Commitment to turning out the highest quality products day after day is the best countermeasure to the threat of a product recall crisis. 

This dedication to quality should be evident in every aspect of business, from manufacturing to marketing. 

The logic is simple—if the product can’t leave the plant in a contaminated state and the packaging is designed so that tampering is difficult to accomplish (or obvious once done), the odds of experiencing a major incident are considerably reduced.

Tier 2: Prepare with a Contingency Plan 

It is essential to have a plan in place before a crisis arises. 

Research indicates that the first 48 hours of a major product incident are more crucial than the next 48 days. 

Every company should have a workable product recall and crisis management plan.

Tier 3: Focus with Training 

Contingency plans aren’t of much use if they haven’t been tested and honed under simulated conditions to ensure the plan works.

Tier 4: Respond with Expertise and Decisiveness 

Even with a good team and a good plan, there is a place in a recall crisis for professional consultants.

Tier 5: Transfer Risk Where Possible

Even the best companies who are prepared for a recall can suffer substantial financial losses. 

In spite of all precautions, a large-scale public recall may cost millions of dollars in extra expense, lost profits, lost inventory, lost shelf space, and lost market share. 

If it comes to this, the last line of defense is a solid product recall insurance program—one that indemnifies the host of extra expenses and losses in revenue that come with product withdrawals.

Transferring the Risk

Insurance for first-party losses caused by product tampering and contamination incidents are broadly labeled as product recall insurance. 

Product recall policies help to cover the additional costs of a recall, including product loss, costs to withdraw the product from market, product disposal, product testing, overtime wages, and crisis management—costs that can be devastating because they arise at a time when a company’s revenues are typically hardest hit.

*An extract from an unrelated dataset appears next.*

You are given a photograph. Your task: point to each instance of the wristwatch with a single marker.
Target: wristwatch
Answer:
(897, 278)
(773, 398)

There are several coverage forms, each designed to isolate some component of first party product exposure. 

Your product recall policy should provide indemnity for the following:

  • Recall expense. This out-of-pocket expense is associated with executing a large-scale product withdrawal. It includes costs like extra temporary employees, overtime, public safety messages, special
  • testing and handling, destruction and disposal costs and crisis management and/or PR consulting fees.
  • Replacement cost. As the name implies, this is the cost of replacing any product that had to be destroyed. This includes the cost of materials, labor and overhead directly associated with producing the product.
  • Lost profits. This indemnifies the insured for profits which would have been earned on the withdrawn products and also for profits which would have been earned on future product sales, but which were not earned because of resultant future sales declines. This is usually limited to a specified time period.
  • Brand rehabilitation expense. Most underwriters will also indemnify the insured for necessary rehabilitation of the recalled product’s consumer image. This includes costs like extra advertising, extra expense to rush a new product to market and special promotions to rebuild public trust in the manufacturer and its products.

In addition to transferring risk, thorough risk management practices are essential to minimize the exposure and the cost of a recall event.